Converting all Pclass values into variables:

titanic$pclass_one <- 0
titanic$pclass_two <- 0
titanic$pclass_three <- 0
titanic[titanic$Pclass==1,"pclass_one"] <- 1
titanic[titanic$Pclass==2,"pclass_two"] <- 1
titanic[titanic$Pclass==3,"pclass_three"] <- 1

Converting all the values of Embarked variables into variables:

titanic$embarked_q <- 0
titanic$embarked_s <- 0
titanic$embarked_c <- 0
titanic[titanic$Embarked=="Q","embarked_q"] <- 1
titanic[titanic$Embarked=="S","embarked_s"] <- 1
titanic[titanic$Embarked=="C","embarked_c"] <- 1

Converting values of gender into variables:

titanic$sex_m <- 0
titanic$sex_f <- 0
titanic[titanic$Sex=="male","sex_m"] <- 1
titanic[titanic$Sex=="female","sex_f"] <- 1

Filling Missing values of Age:

titanic[is.na(titanic$Age),"Age"] <- 28

Building Random Forest:

1.Install randomForest package if you have not installed it.
2.Load library packages.
3.Create the list of features for random forest.
4.Create random forest model .
5.Use varImpPlot to create scatter plot for variable importance calculated by random forest.

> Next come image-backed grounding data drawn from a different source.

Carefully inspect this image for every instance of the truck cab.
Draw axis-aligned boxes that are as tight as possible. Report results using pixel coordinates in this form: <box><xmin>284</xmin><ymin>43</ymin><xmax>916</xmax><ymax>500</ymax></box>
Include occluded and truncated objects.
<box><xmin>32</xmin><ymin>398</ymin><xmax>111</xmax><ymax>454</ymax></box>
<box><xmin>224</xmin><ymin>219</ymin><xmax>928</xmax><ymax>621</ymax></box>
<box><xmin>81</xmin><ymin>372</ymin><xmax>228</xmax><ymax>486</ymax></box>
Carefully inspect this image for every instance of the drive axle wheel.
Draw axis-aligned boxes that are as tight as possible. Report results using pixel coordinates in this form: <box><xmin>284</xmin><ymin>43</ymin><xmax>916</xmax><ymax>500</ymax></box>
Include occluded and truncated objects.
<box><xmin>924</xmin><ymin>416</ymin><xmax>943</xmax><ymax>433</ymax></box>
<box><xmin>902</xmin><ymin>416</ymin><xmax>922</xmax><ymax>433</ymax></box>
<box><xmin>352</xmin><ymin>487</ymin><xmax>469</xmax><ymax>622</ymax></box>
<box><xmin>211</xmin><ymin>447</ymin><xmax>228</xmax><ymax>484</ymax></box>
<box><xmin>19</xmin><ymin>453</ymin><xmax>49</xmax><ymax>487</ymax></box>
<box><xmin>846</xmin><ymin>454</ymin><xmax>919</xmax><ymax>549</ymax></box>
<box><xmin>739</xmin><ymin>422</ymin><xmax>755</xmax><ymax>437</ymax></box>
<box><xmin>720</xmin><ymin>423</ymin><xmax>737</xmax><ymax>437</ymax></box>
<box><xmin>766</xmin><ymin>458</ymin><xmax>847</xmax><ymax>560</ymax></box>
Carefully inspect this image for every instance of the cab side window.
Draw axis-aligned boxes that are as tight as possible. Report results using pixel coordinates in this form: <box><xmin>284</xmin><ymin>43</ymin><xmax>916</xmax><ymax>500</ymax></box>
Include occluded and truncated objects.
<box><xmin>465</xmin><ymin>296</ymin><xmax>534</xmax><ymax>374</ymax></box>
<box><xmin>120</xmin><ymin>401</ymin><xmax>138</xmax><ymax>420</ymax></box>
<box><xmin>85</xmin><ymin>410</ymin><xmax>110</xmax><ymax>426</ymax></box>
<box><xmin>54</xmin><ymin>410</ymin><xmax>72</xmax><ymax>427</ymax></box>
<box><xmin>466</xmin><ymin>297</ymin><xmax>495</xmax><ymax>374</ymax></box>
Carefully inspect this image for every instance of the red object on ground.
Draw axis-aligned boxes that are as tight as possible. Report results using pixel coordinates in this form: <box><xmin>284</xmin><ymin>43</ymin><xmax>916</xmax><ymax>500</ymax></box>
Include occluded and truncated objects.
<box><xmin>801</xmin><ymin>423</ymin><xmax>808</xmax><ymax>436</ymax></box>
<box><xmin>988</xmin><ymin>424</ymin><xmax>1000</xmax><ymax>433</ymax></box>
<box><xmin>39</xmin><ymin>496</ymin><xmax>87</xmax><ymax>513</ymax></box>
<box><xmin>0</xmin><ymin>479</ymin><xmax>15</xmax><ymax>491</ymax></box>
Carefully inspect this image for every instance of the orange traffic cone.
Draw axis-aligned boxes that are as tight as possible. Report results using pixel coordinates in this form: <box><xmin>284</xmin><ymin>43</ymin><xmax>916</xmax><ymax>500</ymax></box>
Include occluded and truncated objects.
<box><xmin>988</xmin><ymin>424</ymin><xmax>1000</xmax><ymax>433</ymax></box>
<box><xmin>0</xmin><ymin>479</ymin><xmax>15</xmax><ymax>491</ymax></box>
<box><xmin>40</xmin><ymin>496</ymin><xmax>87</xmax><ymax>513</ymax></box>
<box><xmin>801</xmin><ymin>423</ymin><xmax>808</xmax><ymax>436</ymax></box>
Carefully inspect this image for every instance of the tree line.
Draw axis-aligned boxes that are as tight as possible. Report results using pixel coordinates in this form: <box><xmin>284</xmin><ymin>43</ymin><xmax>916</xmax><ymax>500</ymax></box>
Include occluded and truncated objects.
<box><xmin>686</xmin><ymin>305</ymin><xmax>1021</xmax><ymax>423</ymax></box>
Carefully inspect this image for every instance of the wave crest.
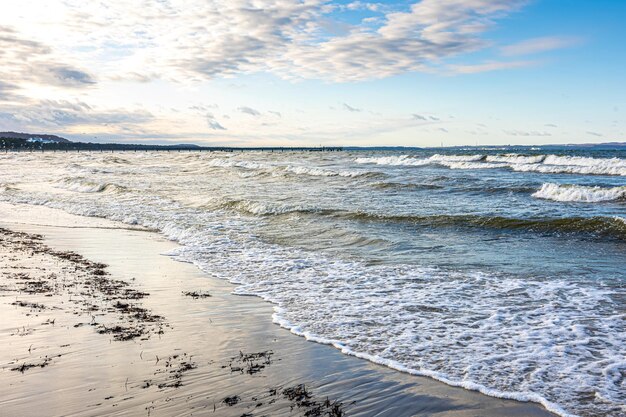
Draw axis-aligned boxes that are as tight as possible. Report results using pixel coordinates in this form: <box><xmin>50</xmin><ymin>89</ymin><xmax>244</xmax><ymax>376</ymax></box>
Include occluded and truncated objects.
<box><xmin>356</xmin><ymin>153</ymin><xmax>626</xmax><ymax>176</ymax></box>
<box><xmin>533</xmin><ymin>183</ymin><xmax>626</xmax><ymax>203</ymax></box>
<box><xmin>56</xmin><ymin>178</ymin><xmax>128</xmax><ymax>194</ymax></box>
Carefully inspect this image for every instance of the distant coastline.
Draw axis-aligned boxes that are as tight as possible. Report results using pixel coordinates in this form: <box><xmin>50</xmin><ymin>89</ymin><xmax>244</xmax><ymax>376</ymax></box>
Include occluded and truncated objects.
<box><xmin>1</xmin><ymin>131</ymin><xmax>625</xmax><ymax>152</ymax></box>
<box><xmin>0</xmin><ymin>132</ymin><xmax>343</xmax><ymax>152</ymax></box>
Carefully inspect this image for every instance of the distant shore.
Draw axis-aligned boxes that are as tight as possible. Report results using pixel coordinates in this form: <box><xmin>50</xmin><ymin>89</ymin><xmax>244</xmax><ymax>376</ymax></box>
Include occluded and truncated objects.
<box><xmin>0</xmin><ymin>203</ymin><xmax>557</xmax><ymax>416</ymax></box>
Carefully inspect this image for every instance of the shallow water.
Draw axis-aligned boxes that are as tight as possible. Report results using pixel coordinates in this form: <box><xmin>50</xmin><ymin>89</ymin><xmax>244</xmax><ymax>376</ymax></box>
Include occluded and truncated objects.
<box><xmin>1</xmin><ymin>147</ymin><xmax>624</xmax><ymax>417</ymax></box>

install.packages("randomForest").    #(1)
library(randomForest)                     #(2)
features <- c("Survived","Age", "SibSp", "Parch", "Fare", "pclass_one","pclass_two","pclass_three","embarked_q","embarked_s","embarked_c","sex_m","sex_f")       #(3)
titanic.forest <- randomForest(Survived~., data = titanic[,features], importance=TRUE)    #(4)
varImpPlot(titanic.forest)       #(5)

varImportance

toobamukhtar · April 15, 2019, 6:24pm

toobamukhtar · April 16, 2019, 12:34pm

One way to analyze how much impact a feature could make on target feature (Survived) is to use feature importances property from machine learning algorithm library.